My grandparents always had a vegetable garden. Not just a backyard garden, I swear they had at least half of an acre. When I was a kid I thought they had a farm instead of a garden. Planting season was a family affair in the spring. My grandparents had 6 children and 14 grandchildren. I recall heated conversations about which tomato plants needed to go in the ground and how many. I don’t know how many ever got planted, I just know there was enough for the entire family to get their fill. No summer meal was complete at anyone’s house without juicy ripe red or yellow tomatoes and hot buttered corn on the cob.
Planting weekend usually ended with a crappie fish fry. Except I don’t recall fish being fried, I remember grills being covered in small fish and the rush to get the little ones to cram pieces of white bread down their throats when they swallowed a bone. That was supposed to make sure no bones poked through their throats. Bless their little hearts.
The best part of their garden was the strawberries they would grow. I could never eat the fresh ones since I would break out into hives whenever I tried to eat them, any strawberry really. But once they had been macerated or frozen I could eat them. Lucky for me, their freezer was always full of frozen strawberries.
After Grandma passed, I had an aunt that took and cherished the last of those strawberries for several years until they were finally just too freezer burned to use. I’m sure my aunt shed a tear or two when she threw them out. Not over the strawberries silly, my Grandma had been a special lady.
My favorite way to eat them was in my Grandma Grace’s strawberry shortcake. Grace was her last name, Maxine was her first. I can’t bring myself to call anything Grandma Maxine’s since that name brings to mind the Maxine cartoon character and we never called her that.

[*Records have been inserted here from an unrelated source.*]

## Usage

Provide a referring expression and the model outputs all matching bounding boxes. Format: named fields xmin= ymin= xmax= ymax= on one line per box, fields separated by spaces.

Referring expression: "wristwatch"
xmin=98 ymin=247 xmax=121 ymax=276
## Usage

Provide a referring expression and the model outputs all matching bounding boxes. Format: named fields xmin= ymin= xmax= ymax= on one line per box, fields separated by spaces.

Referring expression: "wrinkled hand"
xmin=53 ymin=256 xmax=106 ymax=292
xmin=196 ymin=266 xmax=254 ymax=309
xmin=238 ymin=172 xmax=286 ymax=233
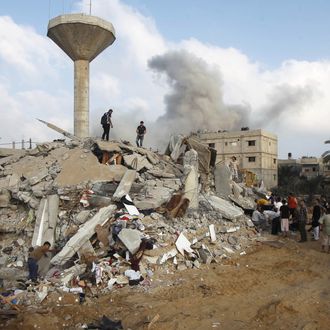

I don’t know why my grandma made her strawberry shortcake this way, and I have never seen a recipe that mixes in the whipping cream with the berries instead of whipping it up for the top. I suspect that somewhere along the way a step was left out of a copied recipe during one generation or another. It doesn’t matter to me how it happened, this is the only thing I consider to be real strawberry shortcake. Everything else is some kind of biscuit covered in strawberries. Not judging though, my family has been known to bake up a can of biscuits and cover them in macerated strawberries and call it good.
Preheat oven to 350 degree F.
Spray an 8 X 8 square cake pan with cooking spray.
Mix all cake ingredients until combined. Do not over mix. Pour into prepared baking pan. Bake in 350° oven for 20 to 30 minutes or until a toothpick inserted in the center comes out clean.
While cake is baking, clean and stem strawberries. Slice strawberries into pieces. Put into a bowl and lightly mash with a potato masher or use your hands to squish them up. Add sugar and macerate strawberries until you are ready to assemble the cake.
Let cake cool completely. Once cool, remove cake from pan, slice it in half, with a top piece and a bottom piece. Put the bottom piece back into the pan.
Mix macerated strawberries with pint of half and half. Pour mixture of the bottom of the cake that you have put back in the pan. Top with the other half of the cake, cut side towards the berry mix and browned side up. Refrigerate at least 4 hours. Serve with whipped cream on top if you like.
This can be doubled and baked in a 9 X 13 cake pan.
If you are not in a baking mood you can always use frozen pound cake thawed and sliced in place of the shortcake. This version needs to be covered with stabilized whipped cream or non-dairy topping.